All in all - the logs looks all right actually? (Unless I'm missing something.) I still don't quite get why it works for one model and not the other.

I've also tried setting it as:


  - model_name: gemini-pro
    litellm_params:
      model: vertex_ai/gemini-pro
      rpm: 60  # request per minute

But that didn't help either, though that did seemed to help with another issue i was facing regarding LiteLLM Router:DEBUG: {'gemini-pro': ["<class 'litellm.exceptions.APIConnectionError'>Status: 500Message: None'float' object cannot be interpreted as an integerFull exception'float' object cannot be interpreted as an integer"]}? Still unsure - so I do more testing on that and raise another issue separately if needed.

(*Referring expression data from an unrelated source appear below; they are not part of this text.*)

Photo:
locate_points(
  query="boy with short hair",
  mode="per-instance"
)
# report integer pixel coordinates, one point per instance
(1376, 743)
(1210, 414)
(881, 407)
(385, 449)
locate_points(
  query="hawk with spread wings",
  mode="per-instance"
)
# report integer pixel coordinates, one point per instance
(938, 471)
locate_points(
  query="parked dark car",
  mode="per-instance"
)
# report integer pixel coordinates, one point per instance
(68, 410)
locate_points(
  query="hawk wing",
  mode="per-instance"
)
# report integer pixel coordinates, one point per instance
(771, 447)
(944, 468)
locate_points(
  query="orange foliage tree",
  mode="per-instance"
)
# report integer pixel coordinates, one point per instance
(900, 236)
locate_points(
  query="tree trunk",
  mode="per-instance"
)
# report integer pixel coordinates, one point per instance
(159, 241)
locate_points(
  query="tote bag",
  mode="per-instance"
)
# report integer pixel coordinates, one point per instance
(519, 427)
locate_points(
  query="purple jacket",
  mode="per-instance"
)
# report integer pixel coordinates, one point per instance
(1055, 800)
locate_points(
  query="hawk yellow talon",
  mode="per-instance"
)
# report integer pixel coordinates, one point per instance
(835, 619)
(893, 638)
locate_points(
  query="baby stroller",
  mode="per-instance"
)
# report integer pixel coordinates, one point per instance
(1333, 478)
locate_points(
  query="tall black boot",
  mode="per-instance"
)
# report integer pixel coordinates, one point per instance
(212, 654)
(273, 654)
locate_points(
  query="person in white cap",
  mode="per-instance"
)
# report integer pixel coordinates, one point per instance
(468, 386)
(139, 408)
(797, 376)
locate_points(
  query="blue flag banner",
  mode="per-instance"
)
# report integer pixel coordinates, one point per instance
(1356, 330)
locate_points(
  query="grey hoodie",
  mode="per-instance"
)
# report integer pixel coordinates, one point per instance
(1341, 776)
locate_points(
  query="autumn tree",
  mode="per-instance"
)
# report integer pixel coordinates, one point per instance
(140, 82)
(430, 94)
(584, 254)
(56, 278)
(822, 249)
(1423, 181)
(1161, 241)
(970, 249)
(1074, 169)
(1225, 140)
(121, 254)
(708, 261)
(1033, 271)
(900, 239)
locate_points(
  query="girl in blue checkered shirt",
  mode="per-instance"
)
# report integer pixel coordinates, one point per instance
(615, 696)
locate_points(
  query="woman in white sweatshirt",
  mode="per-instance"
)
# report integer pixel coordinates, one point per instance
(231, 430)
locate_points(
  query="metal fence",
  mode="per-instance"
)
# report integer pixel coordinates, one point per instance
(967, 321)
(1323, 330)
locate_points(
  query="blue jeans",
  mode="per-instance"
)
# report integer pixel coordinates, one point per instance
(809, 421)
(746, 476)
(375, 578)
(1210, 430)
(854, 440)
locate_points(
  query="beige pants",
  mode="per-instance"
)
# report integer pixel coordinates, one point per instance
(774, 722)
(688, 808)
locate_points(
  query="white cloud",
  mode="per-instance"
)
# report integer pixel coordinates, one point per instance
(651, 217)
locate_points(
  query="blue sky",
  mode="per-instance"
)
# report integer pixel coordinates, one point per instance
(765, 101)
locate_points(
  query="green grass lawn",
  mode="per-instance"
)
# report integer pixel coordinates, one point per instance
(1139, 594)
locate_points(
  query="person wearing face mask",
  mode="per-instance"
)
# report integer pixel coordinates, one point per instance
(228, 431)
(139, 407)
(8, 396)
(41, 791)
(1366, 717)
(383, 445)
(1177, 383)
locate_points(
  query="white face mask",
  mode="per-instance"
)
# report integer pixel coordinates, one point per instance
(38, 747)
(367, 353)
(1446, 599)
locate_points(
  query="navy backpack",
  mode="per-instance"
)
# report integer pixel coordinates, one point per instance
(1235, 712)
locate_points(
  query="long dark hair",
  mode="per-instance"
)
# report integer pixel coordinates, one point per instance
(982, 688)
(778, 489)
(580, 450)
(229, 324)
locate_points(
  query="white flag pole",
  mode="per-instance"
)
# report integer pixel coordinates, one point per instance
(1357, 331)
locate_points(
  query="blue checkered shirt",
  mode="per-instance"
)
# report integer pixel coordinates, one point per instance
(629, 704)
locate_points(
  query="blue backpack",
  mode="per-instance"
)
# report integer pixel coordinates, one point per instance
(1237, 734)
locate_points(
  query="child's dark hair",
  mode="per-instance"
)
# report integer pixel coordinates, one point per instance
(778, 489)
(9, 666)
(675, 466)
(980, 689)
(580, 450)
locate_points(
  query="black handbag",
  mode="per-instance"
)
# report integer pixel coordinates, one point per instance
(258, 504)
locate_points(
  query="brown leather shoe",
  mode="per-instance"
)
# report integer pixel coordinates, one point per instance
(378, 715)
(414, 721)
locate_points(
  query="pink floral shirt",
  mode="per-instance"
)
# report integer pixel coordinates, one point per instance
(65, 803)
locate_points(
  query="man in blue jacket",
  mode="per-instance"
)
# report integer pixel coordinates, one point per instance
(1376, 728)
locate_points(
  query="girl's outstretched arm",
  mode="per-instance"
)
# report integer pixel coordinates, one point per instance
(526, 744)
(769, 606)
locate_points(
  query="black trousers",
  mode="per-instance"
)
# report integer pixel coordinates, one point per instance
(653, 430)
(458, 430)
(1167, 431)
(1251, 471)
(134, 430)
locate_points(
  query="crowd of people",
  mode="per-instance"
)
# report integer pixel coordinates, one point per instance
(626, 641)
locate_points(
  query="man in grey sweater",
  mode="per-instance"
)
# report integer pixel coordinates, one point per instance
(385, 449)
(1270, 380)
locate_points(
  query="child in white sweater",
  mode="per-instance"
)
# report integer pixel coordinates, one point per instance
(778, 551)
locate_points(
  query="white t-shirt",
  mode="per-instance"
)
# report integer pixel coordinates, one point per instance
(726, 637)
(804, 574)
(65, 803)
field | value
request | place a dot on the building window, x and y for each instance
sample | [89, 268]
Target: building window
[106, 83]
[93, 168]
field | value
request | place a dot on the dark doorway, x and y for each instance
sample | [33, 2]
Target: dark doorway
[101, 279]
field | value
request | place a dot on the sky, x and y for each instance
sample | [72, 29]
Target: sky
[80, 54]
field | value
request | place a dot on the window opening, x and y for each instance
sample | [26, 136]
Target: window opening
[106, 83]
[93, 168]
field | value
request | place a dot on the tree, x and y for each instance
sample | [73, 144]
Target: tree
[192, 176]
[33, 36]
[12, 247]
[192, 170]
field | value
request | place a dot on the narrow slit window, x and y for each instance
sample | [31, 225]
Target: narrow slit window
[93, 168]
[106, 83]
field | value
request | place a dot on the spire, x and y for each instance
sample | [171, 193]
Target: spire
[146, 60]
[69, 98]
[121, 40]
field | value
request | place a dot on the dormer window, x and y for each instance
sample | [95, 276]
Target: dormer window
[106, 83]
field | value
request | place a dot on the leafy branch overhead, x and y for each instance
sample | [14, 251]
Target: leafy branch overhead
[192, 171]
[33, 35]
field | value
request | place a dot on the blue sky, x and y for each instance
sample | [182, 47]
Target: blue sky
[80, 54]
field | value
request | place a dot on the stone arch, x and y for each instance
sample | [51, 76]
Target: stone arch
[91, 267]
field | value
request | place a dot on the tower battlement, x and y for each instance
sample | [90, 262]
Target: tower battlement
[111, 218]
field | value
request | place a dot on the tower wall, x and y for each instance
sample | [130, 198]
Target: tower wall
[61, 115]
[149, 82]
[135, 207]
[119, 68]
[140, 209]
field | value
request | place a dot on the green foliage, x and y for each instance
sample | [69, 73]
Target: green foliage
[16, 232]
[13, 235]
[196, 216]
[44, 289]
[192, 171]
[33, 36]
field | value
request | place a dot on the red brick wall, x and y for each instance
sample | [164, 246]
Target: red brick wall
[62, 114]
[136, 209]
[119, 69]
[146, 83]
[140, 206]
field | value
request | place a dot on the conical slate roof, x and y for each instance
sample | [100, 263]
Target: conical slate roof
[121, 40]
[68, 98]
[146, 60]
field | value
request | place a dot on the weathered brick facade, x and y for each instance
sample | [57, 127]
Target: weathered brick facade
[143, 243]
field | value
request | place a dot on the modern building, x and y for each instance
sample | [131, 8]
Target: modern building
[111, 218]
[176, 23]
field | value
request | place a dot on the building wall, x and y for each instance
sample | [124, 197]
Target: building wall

For context, I'm trying to set up a LiteLLM proxy to have virtual_keys for developers to use with Continue.dev IDE plugin, for a co-pilot like experience while using Gemini Pro under Google Vertex AI.

krrishdholakia commented 9 months ago

Oh i can see the issue

krrishdholakia commented 9 months ago

caused due to lack of finish reason in last chunk

jinnotgin commented 9 months ago

great! it tracks as expected on langfuse now. :) closing this issue!